My initial impression is that it is a different discussion than best practices, but with perhaps some cross-pollination.
When I think of common sense in general, I think of a set of rules that you've either picked up or been taught that give you a baseline to reason and make decisions. Following common sense is a good way to avoid you shooting your entire leg off. But beyond a pretty low baseline, common sense gives way to a need to make educated decisions, and educated decisions can even override common sense when the evidence seems compelling enough. I might be playing a little loose with the definition here, but I think it is close enough to spearhead my example.

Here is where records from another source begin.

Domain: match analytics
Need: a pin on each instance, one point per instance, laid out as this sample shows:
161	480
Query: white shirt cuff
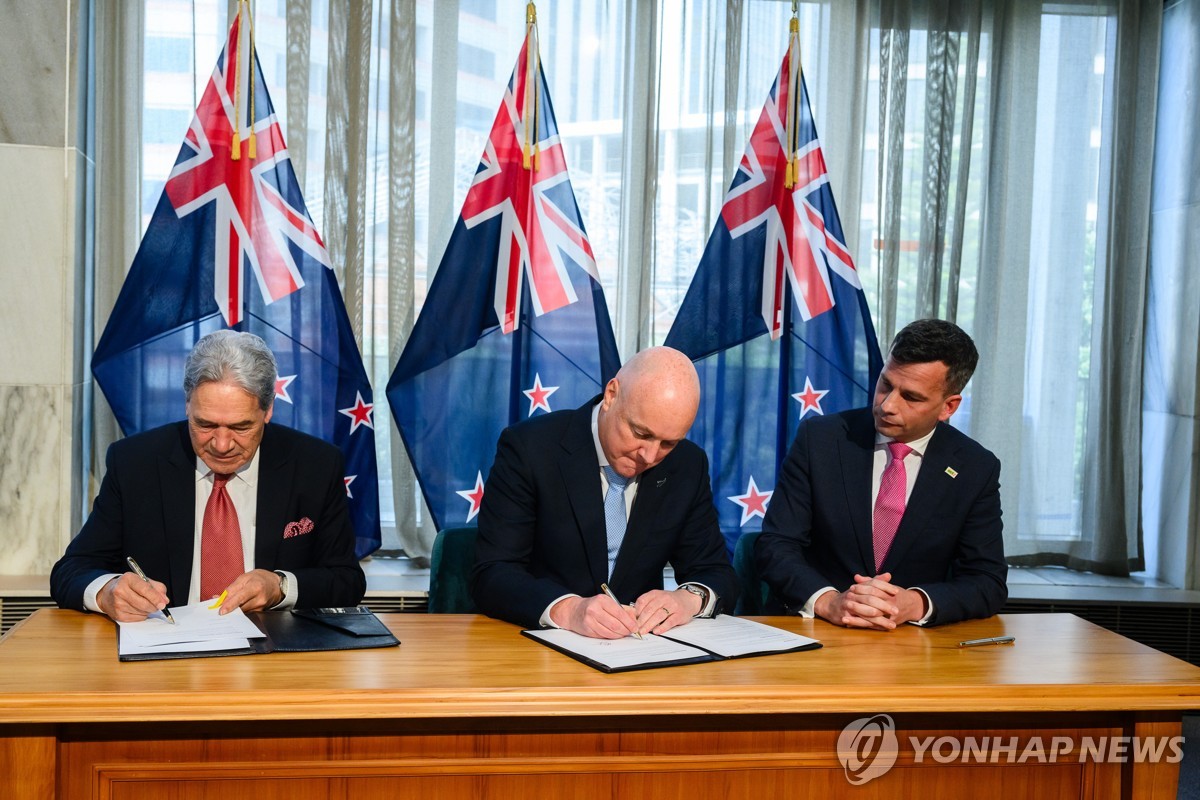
707	609
545	621
809	609
93	590
289	596
929	603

When I think of common sense in software development, I think of all of the rules of basic hygiene to prevent a codebase from rapidly decaying into an incomprehensible mess. As examples, things like: not using a single global structure to maintain and communicate state within a non-trivial program; not using variables/method/class names that are just random gibberish; things that probably resemble what we've come to call anti-patterns quite closely. Where applying best practices the practical analogue to learning patterns, applying common sense could be seen as the practical analogue of learning anti-patterns.
With this in mind, I'd like to pose a few questions that seeing the answers of others for might help me reason my way through this.
Do others believe that there is a notion of common sense in software development? Would be interested knowing the reasoning either way.
If so, is it a notion worth discussing? Is it something we should push for as much as we sometimes do with best practices? Is it something worth pushing for even harder?
If the analogy to anti-patterns seems reasonable, the general rule is that anti-patterns are only employed if there is no other way, and even then only under very limited circumstances. How flexible should one be in allowing a codebase to deviate from common sense? It seems unreasonable that the answer is "not at all," because sometimes expediency demands deviations. But, it seems like a different sort of argument than when to employ a "best practice." Maybe it isn't; if you don't think so, I'd like to learn why.
This is far more opened ended and maybe worthy of a follow-on question all its own, what sorts of recommendations would you point at that seem like matters of common sense?
Other thoughts are also welcome.
1Perhaps I would do better to call them "commonly recurring domain patterns", but the name "best practices" is common enough that everyone knows what they are, even if they don't agree that they are. If the "best" part bothers you, just imagine I replaced "best practices" with something less authoritative sounding.